With hope borne of nothing more than a fresh year, I dream on: That we all woke up to the inequity that has passed for national values for too many years. The reckless obsession with the glittering lights of our economy, dairying and tourism, illustrate how self-interest has overtaken public interest as a legitimate goal. I couldn’t resist showing, with minor deletions, Charlotte Bronte’s view of this clash of values in Shirley, published in 1849:
‘All men, taken singly, are more or less selfish, and taken in bodies they are intensely so; the mercantile classes illustrate it strikingly. They are too oblivious of every national consideration but that of extending their own commerce.
A land ruled by them alone would too often make ignominious submission to mammon. During the late war, the tradesmen of England would have endured buffets from the French on the right cheek and on the left; their cloak they would have given to Napoleon, and then have politely offered him their coat also, nor would they have withheld their waistcoat if urged; they would have prayed permission only to retain their one other garment, for the sake of the purse in its pocket.
Not one spark of spirit, not one symptom of resistance would they have shown till the hand of the Corsican bandit had grasped that beloved purse; then perhaps, transfigured at once into British bulldogs, they would have sprung at the robber’s throat, and there they would have fastened, and there hung-inveterate, insatiable-till the treasure had been restored.

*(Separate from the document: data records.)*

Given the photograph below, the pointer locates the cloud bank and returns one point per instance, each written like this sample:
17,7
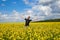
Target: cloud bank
41,10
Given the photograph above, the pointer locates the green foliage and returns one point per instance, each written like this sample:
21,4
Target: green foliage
36,31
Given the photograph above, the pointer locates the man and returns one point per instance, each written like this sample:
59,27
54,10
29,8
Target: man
27,21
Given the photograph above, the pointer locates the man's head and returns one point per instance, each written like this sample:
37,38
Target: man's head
28,17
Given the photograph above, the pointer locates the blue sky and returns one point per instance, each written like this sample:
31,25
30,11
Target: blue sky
17,10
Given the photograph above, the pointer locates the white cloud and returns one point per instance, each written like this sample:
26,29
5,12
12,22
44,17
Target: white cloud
58,3
2,4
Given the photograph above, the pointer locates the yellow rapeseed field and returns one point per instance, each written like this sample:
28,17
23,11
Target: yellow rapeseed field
36,31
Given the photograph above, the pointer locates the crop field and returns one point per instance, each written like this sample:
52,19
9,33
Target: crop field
36,31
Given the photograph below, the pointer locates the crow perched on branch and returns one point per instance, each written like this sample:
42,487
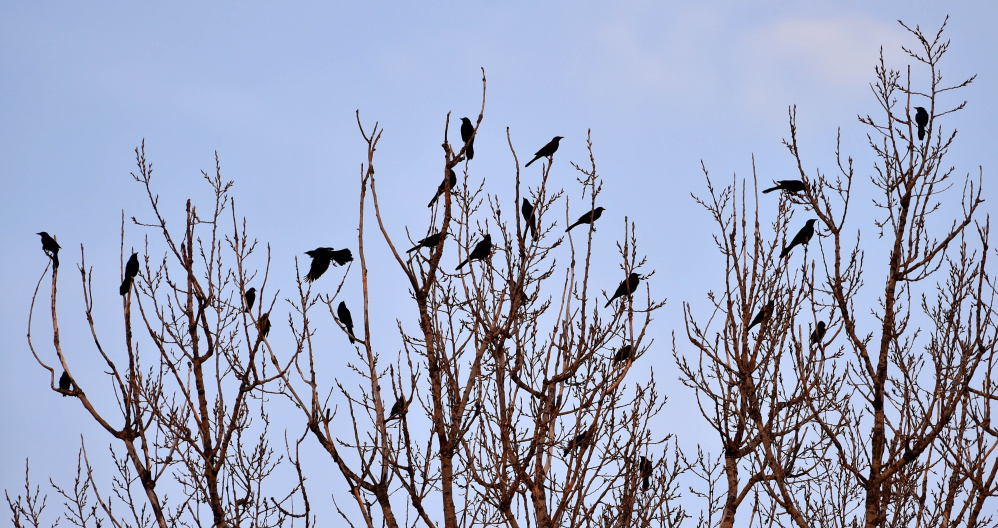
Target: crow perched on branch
50,247
481,251
398,410
623,354
802,237
263,324
344,314
587,218
627,287
131,270
528,216
443,187
546,151
65,382
787,186
467,129
763,316
250,299
581,440
321,257
430,242
922,120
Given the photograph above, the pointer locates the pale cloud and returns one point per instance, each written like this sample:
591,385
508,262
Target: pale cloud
822,56
653,50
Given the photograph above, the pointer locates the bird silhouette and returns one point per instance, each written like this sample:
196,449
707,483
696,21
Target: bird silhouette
623,354
443,187
922,120
322,257
65,382
50,247
763,316
546,151
131,270
467,129
344,314
250,299
581,441
587,218
398,410
787,186
528,216
819,333
263,324
627,287
481,251
802,237
645,467
430,241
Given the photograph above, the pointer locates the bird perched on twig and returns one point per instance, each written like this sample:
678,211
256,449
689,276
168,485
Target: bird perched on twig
430,241
131,270
587,218
263,325
467,129
50,247
398,410
581,440
787,186
451,180
250,299
763,316
922,120
627,287
481,251
819,333
321,258
65,382
802,237
623,354
546,151
528,215
344,314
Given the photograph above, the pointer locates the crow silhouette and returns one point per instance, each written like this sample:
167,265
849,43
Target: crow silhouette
587,218
131,270
467,129
802,237
627,287
322,257
481,251
787,186
51,248
546,151
344,314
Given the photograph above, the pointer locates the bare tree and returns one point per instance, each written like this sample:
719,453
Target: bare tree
507,404
187,417
883,424
508,400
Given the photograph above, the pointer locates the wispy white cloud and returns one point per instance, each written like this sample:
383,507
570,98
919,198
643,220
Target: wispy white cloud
828,55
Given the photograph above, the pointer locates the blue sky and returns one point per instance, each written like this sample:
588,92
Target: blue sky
273,89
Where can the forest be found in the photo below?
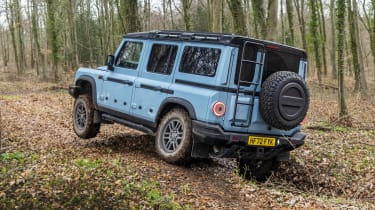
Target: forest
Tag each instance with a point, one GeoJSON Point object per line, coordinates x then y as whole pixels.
{"type": "Point", "coordinates": [43, 164]}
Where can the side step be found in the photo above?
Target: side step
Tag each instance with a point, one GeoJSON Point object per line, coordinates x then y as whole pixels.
{"type": "Point", "coordinates": [139, 127]}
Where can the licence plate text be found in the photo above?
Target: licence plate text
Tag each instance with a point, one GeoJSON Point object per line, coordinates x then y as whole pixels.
{"type": "Point", "coordinates": [261, 141]}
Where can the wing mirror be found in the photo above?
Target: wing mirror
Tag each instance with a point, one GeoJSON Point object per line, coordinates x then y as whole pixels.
{"type": "Point", "coordinates": [109, 62]}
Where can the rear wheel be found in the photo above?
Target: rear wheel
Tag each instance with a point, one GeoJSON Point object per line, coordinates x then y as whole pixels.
{"type": "Point", "coordinates": [83, 117]}
{"type": "Point", "coordinates": [257, 169]}
{"type": "Point", "coordinates": [173, 139]}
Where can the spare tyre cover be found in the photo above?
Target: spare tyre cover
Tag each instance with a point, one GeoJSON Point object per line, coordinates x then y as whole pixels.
{"type": "Point", "coordinates": [284, 100]}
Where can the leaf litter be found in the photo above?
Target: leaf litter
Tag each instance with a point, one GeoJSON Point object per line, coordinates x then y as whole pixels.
{"type": "Point", "coordinates": [44, 165]}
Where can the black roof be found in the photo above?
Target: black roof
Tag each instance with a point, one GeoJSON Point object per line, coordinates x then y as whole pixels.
{"type": "Point", "coordinates": [217, 38]}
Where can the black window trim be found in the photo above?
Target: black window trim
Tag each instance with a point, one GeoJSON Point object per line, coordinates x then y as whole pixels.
{"type": "Point", "coordinates": [122, 47]}
{"type": "Point", "coordinates": [169, 58]}
{"type": "Point", "coordinates": [197, 46]}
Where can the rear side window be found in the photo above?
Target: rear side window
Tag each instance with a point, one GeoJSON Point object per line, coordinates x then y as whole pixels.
{"type": "Point", "coordinates": [200, 60]}
{"type": "Point", "coordinates": [162, 58]}
{"type": "Point", "coordinates": [280, 61]}
{"type": "Point", "coordinates": [129, 55]}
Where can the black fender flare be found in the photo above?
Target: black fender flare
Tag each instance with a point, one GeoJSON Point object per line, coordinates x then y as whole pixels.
{"type": "Point", "coordinates": [91, 80]}
{"type": "Point", "coordinates": [179, 101]}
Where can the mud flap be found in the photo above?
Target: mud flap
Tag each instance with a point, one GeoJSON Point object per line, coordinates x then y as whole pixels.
{"type": "Point", "coordinates": [199, 150]}
{"type": "Point", "coordinates": [284, 156]}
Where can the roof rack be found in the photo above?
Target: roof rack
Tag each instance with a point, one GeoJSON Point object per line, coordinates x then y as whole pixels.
{"type": "Point", "coordinates": [184, 35]}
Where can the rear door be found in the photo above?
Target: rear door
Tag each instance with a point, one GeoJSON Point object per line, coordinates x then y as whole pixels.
{"type": "Point", "coordinates": [153, 85]}
{"type": "Point", "coordinates": [117, 89]}
{"type": "Point", "coordinates": [246, 85]}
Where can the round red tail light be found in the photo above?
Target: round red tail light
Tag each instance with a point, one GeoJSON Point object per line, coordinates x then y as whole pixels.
{"type": "Point", "coordinates": [218, 109]}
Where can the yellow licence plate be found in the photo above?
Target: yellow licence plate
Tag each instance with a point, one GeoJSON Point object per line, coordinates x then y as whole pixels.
{"type": "Point", "coordinates": [261, 141]}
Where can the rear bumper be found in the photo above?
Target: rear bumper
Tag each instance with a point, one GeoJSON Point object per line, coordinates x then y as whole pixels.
{"type": "Point", "coordinates": [215, 135]}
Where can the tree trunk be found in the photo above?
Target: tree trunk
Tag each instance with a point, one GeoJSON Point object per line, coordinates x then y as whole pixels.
{"type": "Point", "coordinates": [333, 42]}
{"type": "Point", "coordinates": [52, 36]}
{"type": "Point", "coordinates": [323, 36]}
{"type": "Point", "coordinates": [4, 46]}
{"type": "Point", "coordinates": [259, 18]}
{"type": "Point", "coordinates": [21, 44]}
{"type": "Point", "coordinates": [215, 15]}
{"type": "Point", "coordinates": [340, 26]}
{"type": "Point", "coordinates": [300, 8]}
{"type": "Point", "coordinates": [238, 15]}
{"type": "Point", "coordinates": [315, 36]}
{"type": "Point", "coordinates": [360, 84]}
{"type": "Point", "coordinates": [10, 20]}
{"type": "Point", "coordinates": [129, 12]}
{"type": "Point", "coordinates": [186, 6]}
{"type": "Point", "coordinates": [289, 10]}
{"type": "Point", "coordinates": [272, 20]}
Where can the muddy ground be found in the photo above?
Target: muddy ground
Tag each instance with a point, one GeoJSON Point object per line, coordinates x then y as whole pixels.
{"type": "Point", "coordinates": [44, 165]}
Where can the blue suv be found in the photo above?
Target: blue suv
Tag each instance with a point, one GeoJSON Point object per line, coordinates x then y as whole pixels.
{"type": "Point", "coordinates": [201, 95]}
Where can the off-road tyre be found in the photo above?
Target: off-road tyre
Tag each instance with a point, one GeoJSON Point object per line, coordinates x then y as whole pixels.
{"type": "Point", "coordinates": [284, 100]}
{"type": "Point", "coordinates": [173, 140]}
{"type": "Point", "coordinates": [83, 117]}
{"type": "Point", "coordinates": [259, 170]}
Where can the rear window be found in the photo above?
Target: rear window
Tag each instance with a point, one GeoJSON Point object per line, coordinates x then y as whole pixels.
{"type": "Point", "coordinates": [200, 60]}
{"type": "Point", "coordinates": [162, 58]}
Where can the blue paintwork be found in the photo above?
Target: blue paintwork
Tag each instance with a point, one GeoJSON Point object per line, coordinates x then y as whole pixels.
{"type": "Point", "coordinates": [144, 103]}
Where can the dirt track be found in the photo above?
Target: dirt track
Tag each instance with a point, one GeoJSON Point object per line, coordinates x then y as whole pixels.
{"type": "Point", "coordinates": [336, 167]}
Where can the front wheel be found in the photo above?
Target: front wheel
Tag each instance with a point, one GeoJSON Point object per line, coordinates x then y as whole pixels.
{"type": "Point", "coordinates": [173, 139]}
{"type": "Point", "coordinates": [257, 169]}
{"type": "Point", "coordinates": [83, 117]}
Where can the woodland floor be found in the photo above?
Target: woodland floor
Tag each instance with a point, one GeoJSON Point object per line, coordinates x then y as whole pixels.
{"type": "Point", "coordinates": [44, 165]}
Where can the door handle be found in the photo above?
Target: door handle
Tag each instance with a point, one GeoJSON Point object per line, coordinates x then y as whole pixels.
{"type": "Point", "coordinates": [126, 82]}
{"type": "Point", "coordinates": [156, 88]}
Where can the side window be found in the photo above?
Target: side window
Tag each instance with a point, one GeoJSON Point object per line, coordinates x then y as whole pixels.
{"type": "Point", "coordinates": [162, 58]}
{"type": "Point", "coordinates": [129, 55]}
{"type": "Point", "coordinates": [200, 60]}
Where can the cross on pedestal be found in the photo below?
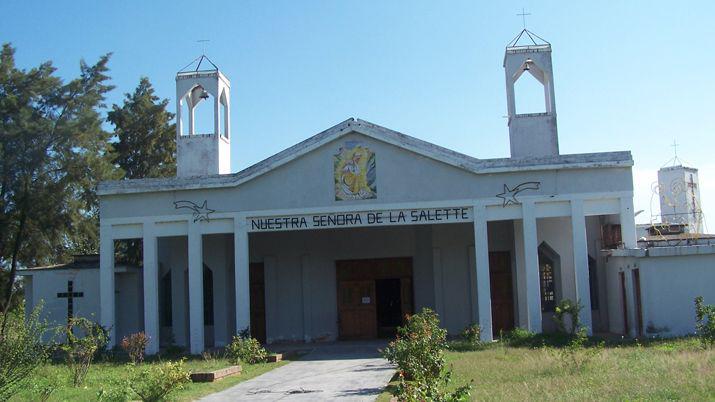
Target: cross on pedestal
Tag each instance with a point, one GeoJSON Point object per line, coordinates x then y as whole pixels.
{"type": "Point", "coordinates": [70, 295]}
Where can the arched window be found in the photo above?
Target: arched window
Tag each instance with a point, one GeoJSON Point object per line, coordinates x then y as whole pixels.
{"type": "Point", "coordinates": [549, 261]}
{"type": "Point", "coordinates": [208, 296]}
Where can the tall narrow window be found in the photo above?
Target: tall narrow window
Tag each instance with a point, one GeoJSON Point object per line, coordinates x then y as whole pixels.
{"type": "Point", "coordinates": [208, 296]}
{"type": "Point", "coordinates": [593, 282]}
{"type": "Point", "coordinates": [166, 317]}
{"type": "Point", "coordinates": [548, 265]}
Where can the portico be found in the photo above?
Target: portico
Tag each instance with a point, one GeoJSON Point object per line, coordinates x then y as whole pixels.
{"type": "Point", "coordinates": [523, 220]}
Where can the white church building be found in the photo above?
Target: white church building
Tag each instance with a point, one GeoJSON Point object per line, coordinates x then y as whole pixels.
{"type": "Point", "coordinates": [341, 235]}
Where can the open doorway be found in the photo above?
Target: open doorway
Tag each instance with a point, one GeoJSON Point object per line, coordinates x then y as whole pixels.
{"type": "Point", "coordinates": [389, 306]}
{"type": "Point", "coordinates": [374, 296]}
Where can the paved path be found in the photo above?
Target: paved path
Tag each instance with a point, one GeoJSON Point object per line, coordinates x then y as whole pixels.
{"type": "Point", "coordinates": [344, 371]}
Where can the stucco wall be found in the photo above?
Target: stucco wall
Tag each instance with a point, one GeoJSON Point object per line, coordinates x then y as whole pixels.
{"type": "Point", "coordinates": [668, 287]}
{"type": "Point", "coordinates": [46, 284]}
{"type": "Point", "coordinates": [402, 176]}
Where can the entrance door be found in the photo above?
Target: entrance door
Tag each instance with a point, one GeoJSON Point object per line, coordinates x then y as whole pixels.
{"type": "Point", "coordinates": [502, 292]}
{"type": "Point", "coordinates": [256, 280]}
{"type": "Point", "coordinates": [374, 296]}
{"type": "Point", "coordinates": [388, 293]}
{"type": "Point", "coordinates": [357, 309]}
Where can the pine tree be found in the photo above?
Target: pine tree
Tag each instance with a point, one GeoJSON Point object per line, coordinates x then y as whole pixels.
{"type": "Point", "coordinates": [53, 152]}
{"type": "Point", "coordinates": [146, 145]}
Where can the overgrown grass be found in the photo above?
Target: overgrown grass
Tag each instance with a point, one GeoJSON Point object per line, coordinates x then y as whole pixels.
{"type": "Point", "coordinates": [103, 373]}
{"type": "Point", "coordinates": [623, 370]}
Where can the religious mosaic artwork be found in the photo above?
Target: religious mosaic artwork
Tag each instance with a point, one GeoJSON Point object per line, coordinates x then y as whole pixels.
{"type": "Point", "coordinates": [354, 170]}
{"type": "Point", "coordinates": [200, 212]}
{"type": "Point", "coordinates": [508, 196]}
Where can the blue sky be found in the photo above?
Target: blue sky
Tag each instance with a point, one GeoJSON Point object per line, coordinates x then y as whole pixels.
{"type": "Point", "coordinates": [629, 75]}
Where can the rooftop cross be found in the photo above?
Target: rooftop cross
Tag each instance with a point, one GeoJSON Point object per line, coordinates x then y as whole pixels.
{"type": "Point", "coordinates": [523, 15]}
{"type": "Point", "coordinates": [203, 45]}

Tradesmen, when they speak against war, always profess to hate it because it is a bloody and barbarous proceeding; you would think to hear them talk, that they are peculiarly civilized, especially gentle and kindly of disposition to their fellow-men. This is not the case.
Many of them are extremely narrow and cold-hearted, have no good feeling for any class but their own, are distant-even hostile-to all others; call them useless; seem to question their right to exist; seem to grudge them the very air they breath, and to think the circumstances of their eating, drinking, and living in decent houses quite unjustifiable.
They do not know what others do in the way of helping, or teaching their race; they will not trouble themselves to inquire; whoever is not in trade is accused of eating the bread of idleness, of passing a useless existence. Long may it be ere England really become a nation of shopkeepers.”